A traditional flying saucer had landed in the badlands of the continental United States. The saucer broadcast its message on a frequency that was picked up by AM, FM, Ham, and Short Wave radio across the country.
The saucer’s pilots, a troupe of “aliens” had modeled their craft to resemble a ship taken from a 1950s era Sci-Fi flick. It was an intentional choice. These beings wanted to be seen by the most pedestrian imaginations.
In truth, the shape of their ship was irrelevant. As non-corporeal beings, they were not in possession of bodies. Nor did they actually travel through space-time. Their appearance was that of an apparition, what in the past would have been some witch doctor’s vision.

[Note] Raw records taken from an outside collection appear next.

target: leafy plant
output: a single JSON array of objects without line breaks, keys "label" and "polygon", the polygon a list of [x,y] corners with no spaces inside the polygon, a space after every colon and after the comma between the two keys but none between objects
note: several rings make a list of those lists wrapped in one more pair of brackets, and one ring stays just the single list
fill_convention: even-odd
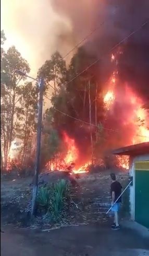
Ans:
[{"label": "leafy plant", "polygon": [[70,184],[64,179],[48,187],[42,187],[38,194],[38,207],[50,221],[59,221],[66,214],[70,194]]},{"label": "leafy plant", "polygon": [[39,190],[37,196],[37,204],[40,209],[45,211],[49,207],[50,201],[50,190],[47,187],[41,187]]}]

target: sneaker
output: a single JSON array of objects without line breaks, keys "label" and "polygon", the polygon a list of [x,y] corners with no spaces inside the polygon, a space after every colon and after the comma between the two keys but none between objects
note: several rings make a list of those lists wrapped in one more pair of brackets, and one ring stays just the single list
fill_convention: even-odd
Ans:
[{"label": "sneaker", "polygon": [[111,225],[111,227],[113,228],[113,227],[115,227],[116,224],[115,222],[113,222]]},{"label": "sneaker", "polygon": [[119,230],[120,229],[120,226],[115,225],[115,226],[113,226],[111,229],[113,229],[114,230]]}]

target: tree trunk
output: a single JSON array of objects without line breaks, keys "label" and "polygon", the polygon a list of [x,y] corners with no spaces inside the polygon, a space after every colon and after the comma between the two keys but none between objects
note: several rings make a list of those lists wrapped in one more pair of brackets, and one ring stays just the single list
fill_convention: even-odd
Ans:
[{"label": "tree trunk", "polygon": [[14,120],[15,107],[15,98],[16,98],[16,95],[15,95],[15,93],[14,92],[13,97],[13,107],[12,107],[11,121],[10,121],[10,136],[9,136],[9,141],[8,143],[8,154],[9,154],[9,150],[11,146],[12,141],[13,141],[13,130],[14,130]]},{"label": "tree trunk", "polygon": [[96,141],[97,142],[97,83],[96,83],[96,95],[95,95],[95,125],[96,125]]},{"label": "tree trunk", "polygon": [[2,150],[1,147],[1,171],[3,170],[3,155],[2,155]]},{"label": "tree trunk", "polygon": [[84,99],[83,99],[83,114],[84,114],[85,110],[85,100],[86,100],[86,87],[85,87],[84,94]]},{"label": "tree trunk", "polygon": [[90,138],[92,149],[92,164],[93,162],[93,137],[91,129],[91,91],[90,91],[90,81],[89,82],[89,114],[90,114]]},{"label": "tree trunk", "polygon": [[24,158],[25,158],[25,151],[27,146],[27,121],[28,118],[28,110],[29,108],[28,107],[27,109],[27,114],[26,114],[26,125],[25,125],[25,133],[24,133],[24,145],[23,145],[23,155],[22,155],[22,164],[24,164]]}]

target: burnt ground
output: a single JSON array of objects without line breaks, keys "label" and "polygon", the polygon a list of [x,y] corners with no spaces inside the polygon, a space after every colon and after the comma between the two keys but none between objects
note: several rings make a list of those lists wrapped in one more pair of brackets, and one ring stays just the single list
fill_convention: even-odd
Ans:
[{"label": "burnt ground", "polygon": [[[128,183],[128,174],[118,173],[118,180],[123,186]],[[1,220],[3,224],[14,224],[17,226],[30,226],[28,208],[32,192],[32,178],[16,178],[1,180]],[[76,224],[88,224],[96,221],[108,221],[108,216],[105,213],[110,207],[109,172],[85,173],[80,174],[77,179],[78,185],[73,188],[71,207],[68,209],[68,215],[60,224],[54,226]],[[129,201],[128,193],[123,196],[121,217],[128,217]],[[35,219],[32,223],[34,226],[49,225],[45,221]]]},{"label": "burnt ground", "polygon": [[[1,236],[2,255],[149,256],[146,238],[122,225],[120,230],[110,229],[110,218],[105,215],[110,206],[108,174],[82,174],[74,189],[73,202],[67,217],[53,227],[36,220],[32,225],[27,222],[24,209],[31,197],[31,178],[2,179],[1,229],[4,232]],[[118,173],[118,178],[123,186],[128,184],[126,173]],[[128,208],[127,193],[121,219],[129,218]]]}]

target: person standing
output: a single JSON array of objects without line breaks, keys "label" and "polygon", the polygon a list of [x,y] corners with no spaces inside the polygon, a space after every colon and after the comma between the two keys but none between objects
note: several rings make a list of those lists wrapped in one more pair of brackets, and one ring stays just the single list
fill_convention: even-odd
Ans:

“Your God knows that some of you have seen him. His likeness displayed in temples and art is the currency of prophets and saints. But he insists on being experienced as immanence available to all. He is what your philosopher Collingwood called “not the mere absence of time . . . but as a mode of being which involves no change or lapse, because it contains everything necessary to itself at every moment of its own existence.”
Being a people accustomed to a spectacle, Americans would expect to see their visitors. The saucer alone would not be enough, so the aliens became a troupe of statuesque brunettes and blondes one might have found on the set of a major motion picture. They awaited their first interview. But instead of dropping in on Hollywood or Times Square, they chose a far corner of the American landscape, a place seemingly removed from the imagine-making machinery.
For out in North Dakota is buried the lifeblood of America. Beneath its soil flows a crude primeval thunder, a lubricious lucre that powers the progress of the world’s richest empire. In a place where earth and sky once turned black with cloven hooves and pigeon wings, the Earth itself now turns up a thick, dark vector that dances its way onto graphs and charts and turns over pistons and cylinders.
“People of Earth, we assure you that your God is alive and aware of your pleas and demands, your hopes and wishes. He hears your woes and whinges but he insists that we bring you this further message:
“You must learn to act as though he, whom you love, lives among you. For you see, your God is like a star swelled to giant size, He now is more mass than energy. His form has grown apace with your trinkets, your inventions are a part of his expanded consciousness.
“So now you must learn what your teacher Aristotle said: That the human, restless for perfection, pushes the perfect away.
“People of Earth, you must find among you those who desire no more than to fulfill the requirements of life. Tread not upon them as they are your salvation. Be they anteater or ant.
“That is His message.”
The transmission ended while the aliens waited for the first spectators to show. They could be farmers or oil workers, media personalities and curiosity seekers. They knew how they had called these folks to come from across the vast prairie, their voices cutting across the swirling dust of rutting bison. Their words and phrases shaking the leaves of an occasional oak like the vibrations of a breeze.
What the aliens knew was that words are like mites: they trigger an itch. But their itch can start a stampede toward relief.